Cuando tienes muchas cosas que hacer y poco tiempo, contra el estrés, productividad. En muchas ocasiones nos agobia pensar todas las tareas que tenemos por delante a lo largo del día, ya sea en la vida personal, en la vida profesional o en la combinación de ambas. A todos nos ha pasado que hay veces que el problema no es falta de tiempo, sino falta de concentración o productividad, y nos vemos estancados, incapaces de avanzar en aquella tarea que estamos desempeñando sea cual sea.

Llamamos productividad personal a la cantidad de trabajo útil que una persona puede sacar adelante en una unidad de tiempo. Dentro de la productividad personas toman partido la intensidad de la tarea que estemos realizando, nuestra capacidad de concentración y el nivel de energía que tenemos.

Muchas veces la clave para mejorar nuestra efectividad están en la mente, pero hay muchos factores que pueden favorecer este nivel de productividad:

Madrugar

Levantarse temprano con el despertador sonando supone un verdadero esfuerzo para la mayoría de las personas, pero es importante tener en cuenta que, en la mayor parte de las ocasiones o las actividades que queramos realizar, nuestro cuerpo y nuestra mente responden mejor en las primeras horas del día. Además, cuanto antes te despiertes, más horas tienes por delante para desempeñar todas tus tareas pendientes.

Planificar

Lo primero es identificar los objetivos del día y dar prioridad a aquellas cosas que no podemos abandonar a lo largo del día. Por ello es importante que dediques unos minutos cada mañana a para planificarte tu día con todas las tareas, los descansos y los compromisos.
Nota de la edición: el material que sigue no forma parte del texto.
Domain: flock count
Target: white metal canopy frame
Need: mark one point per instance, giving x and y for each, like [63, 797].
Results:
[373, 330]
Si prefieres irte a la cama con la mente en blanco, puedes dedicar diez minutos la tarde anterior a planificar el día siguiente.

Evitar interrupciones

Cuando te interrumpen o te interrumpes de la actividad que estés realizando, no solo pierdes ese tiempo que no estás trabajando, sino lo que es más importante, el tiempo de concentración. En muchas ocasiones lo más difícil es encontrar la inspiración y concentrarnos en eso que queremos hacer, por eso, es importante mantener ese clima el mayor tiempo posible, sin interrupciones. Algunos consejos son apagar el móvil o pedir a las personas que hay en tu entorno que no te molesten.

Descansos

Al igual que es importante conectar, también lo es desconectar durante los descansos o ratos libres. De hecho, es importante que en esa planificación de la que hemos hablado más arriba incluyas los descansos que debes realizar a lo largo del día. Además de las horas de sueño y de descanso corporal, es importante que tengamos en cuenta los descansos mentales.
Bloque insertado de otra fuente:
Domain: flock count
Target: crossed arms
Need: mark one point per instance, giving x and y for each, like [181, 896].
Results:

Cuidar tu lugar de trabajo

Estar cómodos en nuestro lugar de trabajo  y tener un espacio ordenado y funcional, aunque nos pueda parecer un simple capricho decorativo puede repercutir de manera positiva en tu nivel de concentración. Intentar realizar cada tarea siempre en el mismo lugar puede ayudar a alcanzar ese estado de enfoque y claridad mental.

¡Te lo mereces!

Y por qué no, cuando alcanzas tus objetivos personales o profesionales te puedes gratificar a ti mismo, se trata de darte un capricho del tipo que sea para crear un estímulo positivo como respuesta al nivel de esfuerzo empeñado.